The case poses a legal and moral minefield for authorities. The Nazi regime systematically plundered hundreds of thousands of art works from museums and individuals across Europe. An unknown number of works is still missing, and museums worldwide have held investigations into the origins of their exhibits.

Germany has faced criticism that the restitution process is too complicated and lacks sufficient funding.

Reinhard Nemetz of the public prosecutor's office in Augsburg said there were no plans to publish a list of the works online.

Instead, he said the authorities would welcome it if people who suspected the trove may contain paintings that rightfully belonged to their ancestors came forward.
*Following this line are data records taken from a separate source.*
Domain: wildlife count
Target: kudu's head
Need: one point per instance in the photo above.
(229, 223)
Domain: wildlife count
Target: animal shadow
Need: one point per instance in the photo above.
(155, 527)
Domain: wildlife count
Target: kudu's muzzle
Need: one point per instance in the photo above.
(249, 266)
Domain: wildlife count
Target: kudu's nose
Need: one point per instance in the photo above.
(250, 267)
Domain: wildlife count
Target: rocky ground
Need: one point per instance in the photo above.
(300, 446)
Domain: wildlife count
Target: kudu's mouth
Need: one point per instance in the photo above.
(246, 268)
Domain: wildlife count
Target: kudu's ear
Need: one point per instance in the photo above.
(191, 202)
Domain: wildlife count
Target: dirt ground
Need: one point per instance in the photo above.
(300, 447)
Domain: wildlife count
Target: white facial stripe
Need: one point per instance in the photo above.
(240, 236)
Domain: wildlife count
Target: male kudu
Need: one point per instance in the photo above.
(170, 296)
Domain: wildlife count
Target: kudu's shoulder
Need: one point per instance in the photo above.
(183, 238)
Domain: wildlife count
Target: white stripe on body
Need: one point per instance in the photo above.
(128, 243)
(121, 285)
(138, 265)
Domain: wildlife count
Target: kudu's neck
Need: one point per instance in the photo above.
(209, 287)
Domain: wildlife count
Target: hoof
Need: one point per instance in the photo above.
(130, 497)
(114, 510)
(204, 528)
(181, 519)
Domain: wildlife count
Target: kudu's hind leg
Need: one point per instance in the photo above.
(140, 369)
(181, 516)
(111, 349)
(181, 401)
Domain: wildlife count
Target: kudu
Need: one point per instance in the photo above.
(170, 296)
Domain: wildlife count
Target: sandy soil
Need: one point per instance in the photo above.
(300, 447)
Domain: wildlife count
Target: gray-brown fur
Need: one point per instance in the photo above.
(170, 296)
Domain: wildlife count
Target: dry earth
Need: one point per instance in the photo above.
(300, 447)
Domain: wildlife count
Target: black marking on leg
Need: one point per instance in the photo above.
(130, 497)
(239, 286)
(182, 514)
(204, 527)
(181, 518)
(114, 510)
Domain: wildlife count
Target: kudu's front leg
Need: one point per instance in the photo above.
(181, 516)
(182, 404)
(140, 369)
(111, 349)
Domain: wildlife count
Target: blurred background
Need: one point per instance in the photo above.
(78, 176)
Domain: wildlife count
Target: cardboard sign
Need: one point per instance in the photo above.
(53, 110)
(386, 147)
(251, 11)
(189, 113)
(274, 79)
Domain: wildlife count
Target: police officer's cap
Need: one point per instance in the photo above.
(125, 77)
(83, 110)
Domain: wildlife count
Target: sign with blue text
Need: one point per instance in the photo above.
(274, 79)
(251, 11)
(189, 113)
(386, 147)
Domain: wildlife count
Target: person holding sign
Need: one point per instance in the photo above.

Meike Hoffmann, an expert on art the Nazis branded un-German or "degenerate" and removed from show in state museums, said the works of art were of an "extraordinary aesthetic quality" and of high scientific value.

"When you stand in front of works that were long considered lost, missing or destroyed, and you see them again, in a relatively good condition - a little bit dirty but not damaged - it's an incredible feeling of happiness," she said.

"They have an incredible artistic value. Many of the works were not at all known until now," she added.